Es esa alianza de filiación la que estamos llamados a vivir y a anunciar como discípulos-misioneros durante esta Cuaresma. De la mano del pueblo de Israel también nosotros somos invitados a vivir el desierto de este tiempo litúrgico como memoria del desierto de la primera alianza; como símbolo del desierto interior que es necesario regar con el agua del Espíritu que nos hace atravesar el mar Rojo de la infidelidad. El desierto que nos invita, en el silencio, a interiorizar una alianza ahora no escrita sobre piedra, sino sobre nuestros corazones.

De la mano del Espíritu caemos en la cuenta de que el “cortar la alianza” ahora se convierte en un “partir la alianza”. El partir del cuerpo de Jesús que se entrega en la cruz y nos introduce en la nueva y eterna alianza establecida con la humanidad entera. Y ese gesto hace presente al Señor entre nosotros gracias al mismo Espíritu que nos hace hijos de Dios.

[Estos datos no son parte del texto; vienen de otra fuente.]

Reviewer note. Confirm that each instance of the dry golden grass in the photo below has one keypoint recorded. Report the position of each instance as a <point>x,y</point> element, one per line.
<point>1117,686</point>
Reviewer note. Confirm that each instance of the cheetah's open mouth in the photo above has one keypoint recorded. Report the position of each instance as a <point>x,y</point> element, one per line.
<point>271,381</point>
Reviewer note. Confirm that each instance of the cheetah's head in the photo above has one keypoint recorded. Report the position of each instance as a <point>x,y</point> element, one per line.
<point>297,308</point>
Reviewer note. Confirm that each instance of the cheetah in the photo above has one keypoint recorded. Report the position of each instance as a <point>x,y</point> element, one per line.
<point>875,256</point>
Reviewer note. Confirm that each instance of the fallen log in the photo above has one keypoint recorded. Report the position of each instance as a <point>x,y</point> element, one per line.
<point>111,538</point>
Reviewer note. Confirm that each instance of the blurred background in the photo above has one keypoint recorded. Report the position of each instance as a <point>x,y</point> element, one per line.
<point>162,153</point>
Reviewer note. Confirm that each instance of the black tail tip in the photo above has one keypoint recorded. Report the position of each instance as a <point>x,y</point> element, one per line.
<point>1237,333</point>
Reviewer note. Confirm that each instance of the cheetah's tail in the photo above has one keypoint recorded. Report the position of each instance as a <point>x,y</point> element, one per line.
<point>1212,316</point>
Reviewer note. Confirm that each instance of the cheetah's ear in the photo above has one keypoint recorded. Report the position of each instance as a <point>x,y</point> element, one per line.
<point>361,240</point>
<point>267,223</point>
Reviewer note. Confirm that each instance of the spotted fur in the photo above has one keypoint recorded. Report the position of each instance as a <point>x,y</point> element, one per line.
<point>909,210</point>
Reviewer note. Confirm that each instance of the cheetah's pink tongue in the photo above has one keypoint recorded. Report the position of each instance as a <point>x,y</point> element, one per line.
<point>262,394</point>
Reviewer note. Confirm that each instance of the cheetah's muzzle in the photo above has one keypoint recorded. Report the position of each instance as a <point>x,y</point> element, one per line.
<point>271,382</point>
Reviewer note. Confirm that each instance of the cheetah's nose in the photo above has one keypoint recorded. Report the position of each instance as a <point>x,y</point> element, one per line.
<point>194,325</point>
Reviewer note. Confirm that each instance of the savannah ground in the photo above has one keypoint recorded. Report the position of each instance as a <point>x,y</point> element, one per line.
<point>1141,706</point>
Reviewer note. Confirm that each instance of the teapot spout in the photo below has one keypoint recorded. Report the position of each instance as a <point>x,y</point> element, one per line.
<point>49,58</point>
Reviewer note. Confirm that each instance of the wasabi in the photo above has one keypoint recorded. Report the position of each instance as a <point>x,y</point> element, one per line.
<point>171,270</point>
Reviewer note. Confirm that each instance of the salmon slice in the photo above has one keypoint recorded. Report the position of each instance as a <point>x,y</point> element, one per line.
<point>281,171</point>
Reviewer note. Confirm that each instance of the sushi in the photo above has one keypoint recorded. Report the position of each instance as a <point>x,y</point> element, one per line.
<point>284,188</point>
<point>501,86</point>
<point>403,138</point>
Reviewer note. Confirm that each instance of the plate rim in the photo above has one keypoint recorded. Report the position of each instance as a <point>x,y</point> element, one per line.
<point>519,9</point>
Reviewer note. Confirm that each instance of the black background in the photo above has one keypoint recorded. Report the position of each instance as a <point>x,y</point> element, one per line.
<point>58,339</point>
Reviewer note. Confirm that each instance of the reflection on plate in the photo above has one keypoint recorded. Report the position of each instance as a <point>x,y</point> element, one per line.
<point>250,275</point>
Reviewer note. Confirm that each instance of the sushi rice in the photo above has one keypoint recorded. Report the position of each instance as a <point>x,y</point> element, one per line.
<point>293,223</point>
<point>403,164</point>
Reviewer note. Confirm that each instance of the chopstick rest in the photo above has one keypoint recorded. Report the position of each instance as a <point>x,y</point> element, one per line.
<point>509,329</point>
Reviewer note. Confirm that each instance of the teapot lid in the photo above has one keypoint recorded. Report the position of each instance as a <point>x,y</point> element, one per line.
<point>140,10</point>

La nueva alianza es, por tanto, la seguridad de una presencia. La presencia del Hijo que establece con nosotros una alianza de bodas. “El celo que siento por ustedes proviene de Dios, pues los tengo prometidos a un solo esposo, que es Cristo”. (2 Co 11,2). Y, ante Cristo que se hace Esposo, la Iglesia grita, no solo en el tiempo de Adviento, sino quizás con más fuerza en la cuaresma, que es preparación a la Pascua. “El Espíritu y la novia dicen: “¡Ven!”; y el que escuche diga: “¡Ven!” El que tenga sed, venga; y el que quiera, tome gratuitamente del agua de la vida. (Ap 22,17).